To customize memory, you can implement extensions of the BaseMemory class that customize the memory dictionary and the memory editing functions.

External memory

In-context memory is inherently limited in size, as all its state must be included in the context window. To allow additional memory in external storage, MemGPT by default stores two external tables: archival memory (for long running memories that do not fit into the context) and recall memory (for conversation history).

Archival memory

Archival memory is a table in a vector DB that can be used to store long running memories of the agent, as well external data that the agent needs access too (referred to as a “Data Source”). The agent is by default provided with a read and write tool to archival memory:

  • archival_memory_search
  • archival_memory_insert

Recall memory

Recall memory is a table which MemGPT logs all the conversational history with an agent. The agent is by default provided with date search and text search tools to retrieve conversational history.

  • conversation_search
  • conversation_search_date

(Note: a tool to insert data is not provided since chat histories are automatically inserted.)

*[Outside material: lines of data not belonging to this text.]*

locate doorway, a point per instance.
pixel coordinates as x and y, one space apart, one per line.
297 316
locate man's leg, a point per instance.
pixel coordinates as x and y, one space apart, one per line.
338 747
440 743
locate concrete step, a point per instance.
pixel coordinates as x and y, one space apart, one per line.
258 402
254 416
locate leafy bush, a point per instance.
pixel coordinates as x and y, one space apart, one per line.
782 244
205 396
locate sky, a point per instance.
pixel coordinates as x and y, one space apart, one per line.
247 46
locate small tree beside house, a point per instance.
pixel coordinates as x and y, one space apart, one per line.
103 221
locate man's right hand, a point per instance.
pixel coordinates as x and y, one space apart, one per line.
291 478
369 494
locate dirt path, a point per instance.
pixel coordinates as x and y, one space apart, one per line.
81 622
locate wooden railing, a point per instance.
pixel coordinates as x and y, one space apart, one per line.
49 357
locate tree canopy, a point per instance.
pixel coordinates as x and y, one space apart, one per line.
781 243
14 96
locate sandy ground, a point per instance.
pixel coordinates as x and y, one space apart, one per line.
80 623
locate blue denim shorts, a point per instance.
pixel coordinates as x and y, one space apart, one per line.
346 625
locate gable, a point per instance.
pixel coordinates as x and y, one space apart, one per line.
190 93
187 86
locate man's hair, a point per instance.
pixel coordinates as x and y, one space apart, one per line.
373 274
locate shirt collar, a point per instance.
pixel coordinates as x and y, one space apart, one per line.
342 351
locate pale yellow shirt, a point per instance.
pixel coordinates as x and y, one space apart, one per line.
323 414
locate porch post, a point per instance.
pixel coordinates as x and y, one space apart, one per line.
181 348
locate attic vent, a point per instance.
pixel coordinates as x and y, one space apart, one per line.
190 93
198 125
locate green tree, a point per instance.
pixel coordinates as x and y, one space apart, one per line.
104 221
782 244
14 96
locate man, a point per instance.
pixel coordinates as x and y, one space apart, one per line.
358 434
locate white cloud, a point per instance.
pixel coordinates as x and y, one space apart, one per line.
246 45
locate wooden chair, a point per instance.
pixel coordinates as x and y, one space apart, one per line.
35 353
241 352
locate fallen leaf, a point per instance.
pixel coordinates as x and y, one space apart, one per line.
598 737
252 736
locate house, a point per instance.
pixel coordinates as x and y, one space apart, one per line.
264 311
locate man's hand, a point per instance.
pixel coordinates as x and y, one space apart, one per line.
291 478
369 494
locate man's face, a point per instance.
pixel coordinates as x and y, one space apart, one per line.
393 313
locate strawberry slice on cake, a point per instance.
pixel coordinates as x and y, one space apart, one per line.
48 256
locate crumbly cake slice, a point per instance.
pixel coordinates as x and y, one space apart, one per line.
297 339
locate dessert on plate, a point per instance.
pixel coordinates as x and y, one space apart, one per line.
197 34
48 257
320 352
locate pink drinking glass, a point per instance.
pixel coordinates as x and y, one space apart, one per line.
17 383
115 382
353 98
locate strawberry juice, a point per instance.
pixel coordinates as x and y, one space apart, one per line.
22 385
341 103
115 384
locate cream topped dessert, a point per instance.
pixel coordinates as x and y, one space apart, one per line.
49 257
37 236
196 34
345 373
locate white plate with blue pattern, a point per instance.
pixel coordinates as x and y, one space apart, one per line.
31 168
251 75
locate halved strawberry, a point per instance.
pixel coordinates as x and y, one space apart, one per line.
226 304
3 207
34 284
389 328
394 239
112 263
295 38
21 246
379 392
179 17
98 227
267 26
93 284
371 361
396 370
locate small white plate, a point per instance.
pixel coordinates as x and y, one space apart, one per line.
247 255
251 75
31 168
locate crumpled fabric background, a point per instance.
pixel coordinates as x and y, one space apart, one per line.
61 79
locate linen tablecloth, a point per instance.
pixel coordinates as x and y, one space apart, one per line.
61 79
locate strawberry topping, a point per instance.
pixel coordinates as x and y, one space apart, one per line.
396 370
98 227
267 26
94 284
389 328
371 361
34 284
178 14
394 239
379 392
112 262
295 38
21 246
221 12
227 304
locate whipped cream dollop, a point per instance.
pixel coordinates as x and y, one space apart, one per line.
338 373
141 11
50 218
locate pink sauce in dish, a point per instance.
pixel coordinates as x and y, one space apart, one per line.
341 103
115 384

Orchestrating Tools for Memory Management

We provide the agent with a list of default tools for interacting with both in-context and external memory. The way these tools are used to manage memory is controlled by the tool descriptions as well as the MemGPT system prompt. None of these tools are required for MemGPT to work, so you can remove or override tools to customize memory. We encourage developers to extend the BaseMemory class to customize the in-context memory management for their own applications.